Entanglement dynamics after quantum quenches in generic integrable systems

TL;DR

This paper provides an exact analytic description of entanglement entropy dynamics after quantum quenches in various integrable systems, combining quasiparticle pictures with Bethe ansatz solutions.

Contribution

It extends the quasiparticle approach to non-interacting and interacting integrable models, including the Lieb-Liniger gas, offering new exact results and insights.

Findings

Exact entanglement dynamics for non-interacting systems derived analytically.

Numerical validation of entanglement evolution in interacting spin chains.
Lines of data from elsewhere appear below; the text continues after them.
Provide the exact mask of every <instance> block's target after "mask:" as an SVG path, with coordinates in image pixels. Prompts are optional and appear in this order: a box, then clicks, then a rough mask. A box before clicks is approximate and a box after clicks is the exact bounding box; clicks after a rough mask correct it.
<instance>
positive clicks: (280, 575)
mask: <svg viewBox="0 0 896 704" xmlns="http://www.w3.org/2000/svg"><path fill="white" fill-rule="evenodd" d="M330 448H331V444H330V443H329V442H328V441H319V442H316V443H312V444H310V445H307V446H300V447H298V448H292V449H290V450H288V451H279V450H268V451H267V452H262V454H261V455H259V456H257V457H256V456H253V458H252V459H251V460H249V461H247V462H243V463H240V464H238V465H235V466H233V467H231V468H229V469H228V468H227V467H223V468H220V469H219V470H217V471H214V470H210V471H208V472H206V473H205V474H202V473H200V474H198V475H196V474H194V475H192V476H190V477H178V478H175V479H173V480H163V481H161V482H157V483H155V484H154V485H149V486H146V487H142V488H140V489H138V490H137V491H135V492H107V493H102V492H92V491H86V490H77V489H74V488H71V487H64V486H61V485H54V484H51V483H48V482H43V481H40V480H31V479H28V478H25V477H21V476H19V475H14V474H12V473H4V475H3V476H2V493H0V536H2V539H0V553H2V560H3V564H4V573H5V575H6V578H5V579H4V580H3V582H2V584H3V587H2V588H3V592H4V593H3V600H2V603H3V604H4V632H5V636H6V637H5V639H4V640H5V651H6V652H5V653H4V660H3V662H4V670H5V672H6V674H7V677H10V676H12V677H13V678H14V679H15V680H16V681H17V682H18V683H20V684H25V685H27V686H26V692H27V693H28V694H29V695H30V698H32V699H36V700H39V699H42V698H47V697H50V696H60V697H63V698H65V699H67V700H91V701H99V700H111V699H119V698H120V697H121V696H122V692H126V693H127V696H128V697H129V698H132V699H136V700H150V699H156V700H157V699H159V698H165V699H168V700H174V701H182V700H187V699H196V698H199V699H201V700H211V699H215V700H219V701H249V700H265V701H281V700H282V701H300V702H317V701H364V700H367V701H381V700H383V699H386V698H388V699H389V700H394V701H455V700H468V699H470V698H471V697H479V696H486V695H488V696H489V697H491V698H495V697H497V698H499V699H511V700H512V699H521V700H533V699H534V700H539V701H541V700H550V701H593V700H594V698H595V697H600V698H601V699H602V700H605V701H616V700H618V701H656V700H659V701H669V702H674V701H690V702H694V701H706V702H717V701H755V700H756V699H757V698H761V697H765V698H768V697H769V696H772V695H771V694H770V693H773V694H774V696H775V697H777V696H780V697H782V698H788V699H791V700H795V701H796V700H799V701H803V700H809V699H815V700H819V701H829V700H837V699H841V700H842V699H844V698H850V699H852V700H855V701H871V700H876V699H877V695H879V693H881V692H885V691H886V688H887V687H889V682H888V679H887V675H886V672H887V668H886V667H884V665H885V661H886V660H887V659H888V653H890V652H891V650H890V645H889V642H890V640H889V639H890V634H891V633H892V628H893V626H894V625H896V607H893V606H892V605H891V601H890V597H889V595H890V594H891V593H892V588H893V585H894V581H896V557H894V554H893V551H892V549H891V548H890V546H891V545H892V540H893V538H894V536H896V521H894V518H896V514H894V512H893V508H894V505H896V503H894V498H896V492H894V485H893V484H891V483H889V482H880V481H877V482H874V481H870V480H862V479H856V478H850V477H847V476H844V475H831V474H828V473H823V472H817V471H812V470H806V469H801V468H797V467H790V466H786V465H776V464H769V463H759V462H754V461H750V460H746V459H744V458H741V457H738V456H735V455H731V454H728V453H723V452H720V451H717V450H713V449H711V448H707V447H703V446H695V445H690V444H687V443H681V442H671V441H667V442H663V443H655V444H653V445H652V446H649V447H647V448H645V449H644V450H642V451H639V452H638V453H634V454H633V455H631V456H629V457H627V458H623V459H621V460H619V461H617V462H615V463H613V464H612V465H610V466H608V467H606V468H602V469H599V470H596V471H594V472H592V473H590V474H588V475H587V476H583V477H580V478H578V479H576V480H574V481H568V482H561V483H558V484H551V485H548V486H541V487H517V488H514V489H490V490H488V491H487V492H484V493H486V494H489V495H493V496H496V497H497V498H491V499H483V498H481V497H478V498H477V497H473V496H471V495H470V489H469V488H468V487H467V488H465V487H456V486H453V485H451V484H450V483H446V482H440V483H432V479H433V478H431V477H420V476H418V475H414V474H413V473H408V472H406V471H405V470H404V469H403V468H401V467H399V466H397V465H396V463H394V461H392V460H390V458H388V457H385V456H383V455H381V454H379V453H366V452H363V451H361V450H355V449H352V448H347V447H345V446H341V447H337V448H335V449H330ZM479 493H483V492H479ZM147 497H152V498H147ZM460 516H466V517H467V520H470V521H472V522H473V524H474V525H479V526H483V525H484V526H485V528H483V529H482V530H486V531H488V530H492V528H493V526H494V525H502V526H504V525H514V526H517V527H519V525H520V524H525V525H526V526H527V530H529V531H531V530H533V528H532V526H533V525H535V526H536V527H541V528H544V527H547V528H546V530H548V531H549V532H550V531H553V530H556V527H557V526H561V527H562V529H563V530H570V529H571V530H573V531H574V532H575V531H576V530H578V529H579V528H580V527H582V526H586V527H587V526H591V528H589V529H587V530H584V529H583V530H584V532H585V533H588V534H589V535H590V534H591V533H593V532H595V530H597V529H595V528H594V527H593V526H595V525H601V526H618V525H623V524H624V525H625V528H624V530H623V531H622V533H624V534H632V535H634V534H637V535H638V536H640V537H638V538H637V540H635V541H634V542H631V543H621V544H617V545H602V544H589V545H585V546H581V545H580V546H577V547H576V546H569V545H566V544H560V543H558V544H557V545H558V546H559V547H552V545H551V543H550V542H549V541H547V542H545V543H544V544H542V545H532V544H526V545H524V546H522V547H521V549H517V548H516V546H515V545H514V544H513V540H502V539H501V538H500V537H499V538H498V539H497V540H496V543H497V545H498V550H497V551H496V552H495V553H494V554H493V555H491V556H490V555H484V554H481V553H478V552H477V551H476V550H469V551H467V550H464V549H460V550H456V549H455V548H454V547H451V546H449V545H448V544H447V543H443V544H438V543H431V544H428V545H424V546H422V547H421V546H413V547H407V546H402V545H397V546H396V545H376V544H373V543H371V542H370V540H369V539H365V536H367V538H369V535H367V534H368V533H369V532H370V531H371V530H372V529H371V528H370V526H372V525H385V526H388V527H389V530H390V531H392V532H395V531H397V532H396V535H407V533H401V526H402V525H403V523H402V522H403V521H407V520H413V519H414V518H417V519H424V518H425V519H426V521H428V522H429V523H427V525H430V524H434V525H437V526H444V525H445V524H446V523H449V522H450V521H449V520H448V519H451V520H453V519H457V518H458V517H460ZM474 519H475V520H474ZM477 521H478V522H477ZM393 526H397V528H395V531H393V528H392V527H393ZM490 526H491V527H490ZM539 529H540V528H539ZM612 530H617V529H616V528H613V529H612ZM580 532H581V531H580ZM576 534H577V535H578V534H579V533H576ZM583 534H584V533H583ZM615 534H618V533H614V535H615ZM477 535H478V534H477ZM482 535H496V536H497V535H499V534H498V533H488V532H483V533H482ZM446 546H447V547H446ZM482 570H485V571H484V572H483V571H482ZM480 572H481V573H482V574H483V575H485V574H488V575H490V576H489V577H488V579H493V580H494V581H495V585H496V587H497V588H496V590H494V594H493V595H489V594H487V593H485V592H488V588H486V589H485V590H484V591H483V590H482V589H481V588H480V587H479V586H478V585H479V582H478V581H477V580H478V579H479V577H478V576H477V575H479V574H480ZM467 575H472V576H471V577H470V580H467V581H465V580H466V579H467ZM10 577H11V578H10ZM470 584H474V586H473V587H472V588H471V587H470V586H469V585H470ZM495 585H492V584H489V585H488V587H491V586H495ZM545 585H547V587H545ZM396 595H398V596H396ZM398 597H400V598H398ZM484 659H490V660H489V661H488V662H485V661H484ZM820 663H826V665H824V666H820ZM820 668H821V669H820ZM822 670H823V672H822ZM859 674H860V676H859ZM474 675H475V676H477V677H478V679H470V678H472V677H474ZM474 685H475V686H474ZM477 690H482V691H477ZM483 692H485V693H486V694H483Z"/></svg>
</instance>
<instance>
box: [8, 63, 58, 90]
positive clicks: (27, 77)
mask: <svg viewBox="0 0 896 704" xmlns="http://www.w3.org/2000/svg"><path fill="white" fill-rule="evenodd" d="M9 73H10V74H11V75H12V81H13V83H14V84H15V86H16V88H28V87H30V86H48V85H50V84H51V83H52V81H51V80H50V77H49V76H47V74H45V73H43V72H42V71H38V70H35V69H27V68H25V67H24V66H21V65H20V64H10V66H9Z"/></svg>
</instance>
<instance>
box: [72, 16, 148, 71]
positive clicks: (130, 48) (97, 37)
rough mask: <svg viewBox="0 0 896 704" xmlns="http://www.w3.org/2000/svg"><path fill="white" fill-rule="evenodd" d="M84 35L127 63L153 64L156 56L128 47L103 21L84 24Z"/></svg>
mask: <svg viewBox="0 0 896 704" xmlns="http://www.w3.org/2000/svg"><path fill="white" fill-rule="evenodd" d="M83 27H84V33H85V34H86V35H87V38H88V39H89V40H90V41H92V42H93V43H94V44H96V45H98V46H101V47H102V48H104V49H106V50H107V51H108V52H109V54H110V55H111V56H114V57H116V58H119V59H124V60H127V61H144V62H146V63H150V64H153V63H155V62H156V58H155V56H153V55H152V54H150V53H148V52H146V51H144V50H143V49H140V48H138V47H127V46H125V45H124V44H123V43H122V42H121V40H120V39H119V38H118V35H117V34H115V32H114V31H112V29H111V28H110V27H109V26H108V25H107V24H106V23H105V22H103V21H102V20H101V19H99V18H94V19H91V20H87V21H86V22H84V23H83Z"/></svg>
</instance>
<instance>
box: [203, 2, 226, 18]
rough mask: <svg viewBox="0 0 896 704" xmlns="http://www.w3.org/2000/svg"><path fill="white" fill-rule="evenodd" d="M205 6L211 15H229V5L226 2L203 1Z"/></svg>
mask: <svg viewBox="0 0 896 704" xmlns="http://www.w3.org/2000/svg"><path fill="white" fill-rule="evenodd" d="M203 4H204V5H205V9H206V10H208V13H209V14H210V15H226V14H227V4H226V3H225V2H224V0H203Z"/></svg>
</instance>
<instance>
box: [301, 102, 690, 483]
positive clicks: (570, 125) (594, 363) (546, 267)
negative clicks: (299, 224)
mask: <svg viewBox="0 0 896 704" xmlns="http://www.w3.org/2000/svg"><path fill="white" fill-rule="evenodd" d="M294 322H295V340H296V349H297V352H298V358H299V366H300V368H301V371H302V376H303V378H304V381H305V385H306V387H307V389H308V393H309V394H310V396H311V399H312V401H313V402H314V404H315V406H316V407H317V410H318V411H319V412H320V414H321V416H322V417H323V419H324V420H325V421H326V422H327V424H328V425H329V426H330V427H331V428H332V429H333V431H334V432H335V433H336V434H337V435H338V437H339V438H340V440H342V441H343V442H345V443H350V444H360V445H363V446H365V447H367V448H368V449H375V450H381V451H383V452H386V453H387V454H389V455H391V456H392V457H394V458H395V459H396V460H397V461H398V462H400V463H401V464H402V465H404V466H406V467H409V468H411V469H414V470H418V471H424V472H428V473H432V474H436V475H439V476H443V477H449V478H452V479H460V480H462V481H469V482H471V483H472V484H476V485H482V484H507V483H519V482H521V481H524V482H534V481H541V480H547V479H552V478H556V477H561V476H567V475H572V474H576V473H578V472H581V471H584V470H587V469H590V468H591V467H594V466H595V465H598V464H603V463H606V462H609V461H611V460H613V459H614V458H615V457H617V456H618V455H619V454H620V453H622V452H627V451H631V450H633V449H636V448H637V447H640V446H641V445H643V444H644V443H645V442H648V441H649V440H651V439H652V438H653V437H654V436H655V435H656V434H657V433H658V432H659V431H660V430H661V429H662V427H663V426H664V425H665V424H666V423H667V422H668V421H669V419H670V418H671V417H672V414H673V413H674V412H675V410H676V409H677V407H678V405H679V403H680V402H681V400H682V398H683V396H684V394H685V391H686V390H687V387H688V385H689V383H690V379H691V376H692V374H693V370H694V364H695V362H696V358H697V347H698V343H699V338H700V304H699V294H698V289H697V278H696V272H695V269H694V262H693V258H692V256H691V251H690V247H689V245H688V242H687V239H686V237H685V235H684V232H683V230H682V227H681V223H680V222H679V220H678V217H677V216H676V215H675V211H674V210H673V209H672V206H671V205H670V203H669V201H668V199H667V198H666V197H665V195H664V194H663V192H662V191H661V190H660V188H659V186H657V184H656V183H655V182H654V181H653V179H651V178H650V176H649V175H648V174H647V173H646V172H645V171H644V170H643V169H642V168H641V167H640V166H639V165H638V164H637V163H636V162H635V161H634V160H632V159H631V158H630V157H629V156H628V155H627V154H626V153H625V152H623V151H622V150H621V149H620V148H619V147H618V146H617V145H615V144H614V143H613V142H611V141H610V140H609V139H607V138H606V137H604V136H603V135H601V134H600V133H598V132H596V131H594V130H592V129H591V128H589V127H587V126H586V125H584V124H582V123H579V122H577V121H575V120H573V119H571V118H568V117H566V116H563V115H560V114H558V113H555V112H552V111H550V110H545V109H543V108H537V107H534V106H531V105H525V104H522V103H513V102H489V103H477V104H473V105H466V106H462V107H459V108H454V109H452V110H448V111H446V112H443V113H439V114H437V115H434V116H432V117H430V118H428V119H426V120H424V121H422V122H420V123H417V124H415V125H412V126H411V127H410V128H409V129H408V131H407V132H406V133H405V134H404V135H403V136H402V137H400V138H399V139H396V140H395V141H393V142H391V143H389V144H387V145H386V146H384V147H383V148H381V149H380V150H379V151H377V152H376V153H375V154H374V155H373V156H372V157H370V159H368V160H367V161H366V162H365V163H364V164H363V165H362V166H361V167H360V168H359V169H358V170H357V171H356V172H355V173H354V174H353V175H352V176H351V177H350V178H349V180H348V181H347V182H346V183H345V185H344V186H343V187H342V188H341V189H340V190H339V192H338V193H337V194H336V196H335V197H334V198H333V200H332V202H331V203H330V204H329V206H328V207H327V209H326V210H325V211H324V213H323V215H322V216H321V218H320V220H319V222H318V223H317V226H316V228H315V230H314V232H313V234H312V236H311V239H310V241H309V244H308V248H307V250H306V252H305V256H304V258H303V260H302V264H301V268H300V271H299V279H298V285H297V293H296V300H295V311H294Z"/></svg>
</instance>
Unique entanglement behavior in Lieb-Liniger model due to excitation velocity properties.

Abstract

The time evolution of the entanglement entropy in non-equilibrium quantum systems provides crucial information about the structure of the time-dependent state. For quantum quench protocols, by combining a quasiparticle picture for the entanglement spreading with the exact knowledge of the stationary state provided by Bethe ansatz, it is possible to obtain an exact and analytic description of the evolution of the entanglement entropy. Here we discuss the application of these ideas to several integrable models. First we show that for non-interacting systems, both bosonic and fermionic, the exact time-dependence of the entanglement entropy can be derived by elementary techniques and without solving the dynamics. We then provide exact results for interacting spin chains that are carefully tested against numerical simulations. Finally, we apply this method to integrable one-dimensional Bose gases (Lieb-Liniger model) both in the attractive and repulsive regimes. We highlight a peculiar behaviour of the entanglement entropy due to the absence of a maximum velocity of excitations.